Assim como ocorreu com Porciúncula, também foi a carreira no governo federal que lançou Raquel Brugnera a outros negócios. Ela não é sócia direta de Eduardo Bolsonaro, mas se conecta a ele por meio de duas outras empresas criadas no mesmo endereço da Braz Holding LLC em um curto intervalo de tempo. Em 13 de janeiro, Generoso fundou a Liber Group Brasil. Cerca de três semanas depois, em 8 de fevereiro, criou o Instituto Liberdade, que não tem fins lucrativos. Os documentos acessados pela reportagem não especificam as áreas de atuação das duas companhias, mas confirmam os diretores : Generoso, Brugnera e Porciúncula.

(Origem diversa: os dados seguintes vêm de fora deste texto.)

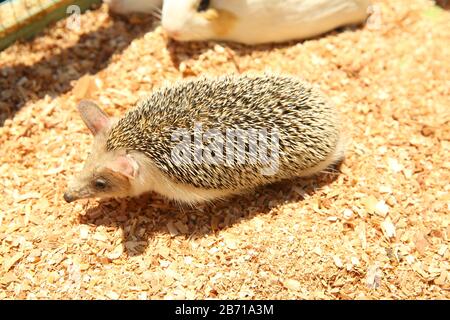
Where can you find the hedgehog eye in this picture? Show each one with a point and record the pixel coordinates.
(100, 184)
(203, 5)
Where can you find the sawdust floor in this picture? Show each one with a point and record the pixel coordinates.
(378, 229)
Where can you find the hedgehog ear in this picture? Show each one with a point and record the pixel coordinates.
(94, 117)
(125, 165)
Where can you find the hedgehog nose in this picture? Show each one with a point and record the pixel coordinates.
(68, 197)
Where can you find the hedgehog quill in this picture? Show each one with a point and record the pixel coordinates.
(209, 138)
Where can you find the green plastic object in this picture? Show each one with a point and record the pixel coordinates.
(34, 19)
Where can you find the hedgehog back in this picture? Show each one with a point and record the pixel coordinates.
(305, 121)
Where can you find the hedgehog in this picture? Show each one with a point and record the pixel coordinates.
(208, 138)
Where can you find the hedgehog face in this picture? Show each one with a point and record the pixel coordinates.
(106, 173)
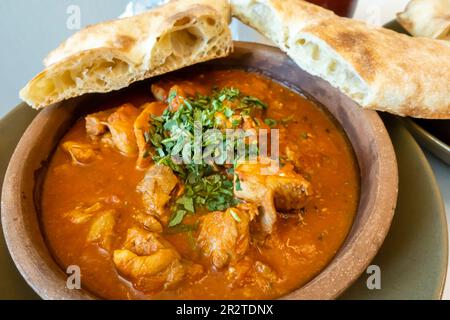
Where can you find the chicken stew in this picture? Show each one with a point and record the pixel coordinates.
(126, 201)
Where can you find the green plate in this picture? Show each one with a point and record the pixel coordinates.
(413, 259)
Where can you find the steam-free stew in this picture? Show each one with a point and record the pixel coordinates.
(149, 211)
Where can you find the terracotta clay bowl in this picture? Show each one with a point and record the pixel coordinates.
(365, 130)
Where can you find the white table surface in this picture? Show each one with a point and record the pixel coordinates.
(31, 28)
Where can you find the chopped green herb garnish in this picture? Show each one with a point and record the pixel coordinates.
(235, 215)
(271, 122)
(200, 165)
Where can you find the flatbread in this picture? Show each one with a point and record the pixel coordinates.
(427, 18)
(112, 55)
(378, 68)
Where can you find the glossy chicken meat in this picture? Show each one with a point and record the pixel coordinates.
(272, 188)
(150, 262)
(81, 154)
(157, 189)
(142, 129)
(101, 223)
(247, 272)
(115, 128)
(225, 236)
(101, 231)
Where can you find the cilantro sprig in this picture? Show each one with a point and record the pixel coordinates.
(208, 184)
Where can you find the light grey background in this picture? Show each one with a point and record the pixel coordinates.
(29, 29)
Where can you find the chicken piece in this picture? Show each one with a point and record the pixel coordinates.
(81, 153)
(142, 127)
(149, 261)
(148, 222)
(272, 189)
(161, 269)
(157, 188)
(95, 123)
(101, 231)
(143, 242)
(121, 126)
(82, 214)
(247, 273)
(224, 236)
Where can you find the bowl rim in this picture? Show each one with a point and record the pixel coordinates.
(332, 280)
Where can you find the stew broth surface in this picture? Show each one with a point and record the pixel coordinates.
(301, 245)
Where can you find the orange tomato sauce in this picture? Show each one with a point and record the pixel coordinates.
(299, 248)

Antes de se tornar empresária, Brugnera passou por dois cargos no governo de Jair Bolsonaro. Ela foi chefe de gabinete da Secretaria de Economia Criativa da então Secretaria Especial de Cultura, durante a gestão de Roberto Alvim – exonerado depois de produzir um vídeo com referências ao nazismo – e assessora técnica da Fundação Palmares.